Again, if I was reading quicker and better then the attraction of SRS would diminish as a long-term tool and perhaps I'd adopt your approach of seeing it as a short to medium way of pushing a new word into the memory and then letting it sink or swim there depending on how often I see it again in future reading. But that's for the future.

Also on my last point I should say that I'm not grabbing words from a dictionary and adding them to Anki: I find them in the wild, add them to Anki (often adding the sentence they occurred in to the 'answer' field). I then rely on SRS to keep the synapse alive until the next time I see them in the wild.

The battle for brain-space is vicious, it's "use it or lose it" up there and until I'm a faster reader I need the help that SRS provides.

Posted
The other argument for SRS is hard for me to make confidently but I've always felt that words I would only see in SRS aren't strongly learned: the real neural connections will normally only be strongly made once I've seen the word "in the wild", e.g. in a newspaper or book. But that process doesn't just involve seeing the word in a book, it involves seeing it, and successfully making an effort to remember it.

One final thought about SRS. It's tempting to think that SRS is better than sitting with a written-out list of new vocab because it's more modern. But, if you subscribe to the newer notions that our brains are quite plastic things, maybe the old-fashioned way of learning vocab was easy for people who had to do lots of rote-learning at school, and SRS is more suited for people who didn't do much of that at school and who are used to flicking from one thing to another all the time online. The more I read about brain plasticity the more I wish I'd done more rote-learning at school and regret my rather condescending attitude to that aspect of education in China.

I have done a lot of rote-learning in secondary school, first from lists, later making my own flashcards. With the flashcards I often found that by the time I was finished making them, I would half know the vocab already. There were some computer programs with flashcards, but it sure would have been nice to have Anki (on a phone) at the time. I don't really see though how it's different from learning from a word list, in the end it's pretty much the same thing, except the word list goes into a computer. The only difference is that you're fed the vocab at a scientifically determined rate, and that's not actually that new either: my French textbook did it too, repeating words in vocab lists in later chapters.

I now still make my own flashcards, which takes some time, which is part of the reason my deck is pretty small compared with those of you (also because I only re-started using Anki a month ago). I add one or two example sentences to each card, usually the sentence from the wild that I saw the word in and another one from the dictionary, both to give me an idea of the way the word is used and to help me remember the meaning. In the past I would just try to read more and look up some of the words I didn't know, but I always found myself looking up the same words again. Actually learning them works better.

  • Like 1
Posted

Yes it's important to actually spend time learning the words rather than just looking them up and moving on.
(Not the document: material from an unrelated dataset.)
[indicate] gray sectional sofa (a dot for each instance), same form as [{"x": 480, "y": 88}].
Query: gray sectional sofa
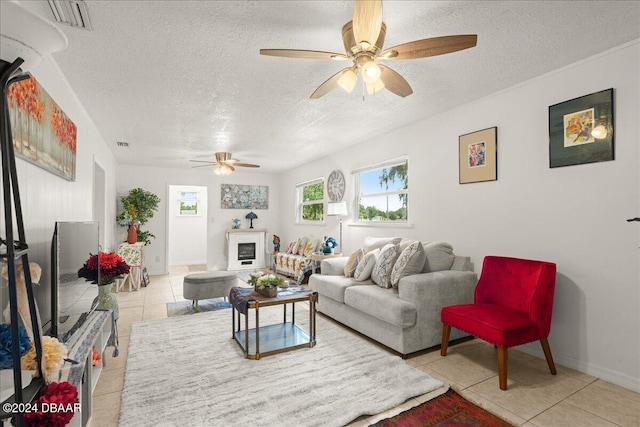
[{"x": 405, "y": 318}]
I just want to clarify I'm not suggesting anyone to do the latter (note the all important '+' in my post above). Words still get added to flashcards for drilling and learning over however long it takes to fill a deck (usually a few months) with longer term intervals for forgotten words being controlled by your reading.

Posted
Your suggestion is an interesting one. But I don't see the point for me because my time spent on SRS is not onerous and it's not usually time that I would otherwise be spending reading Chinese. I keep my deck manageable by limiting the number of new cards.

This is the key and the reason I think SRS is so good. If the time I spent reviewing flashcards started influencing the time I have for reading Chinese, I would seriously consider changing my studying habits, but since that isn't the case, I think SRS is an extremely efficient way of maintaining and expanding vocabulary. This doesn't mean that it's vastly superior to other methods in theory but it definitely is in practice.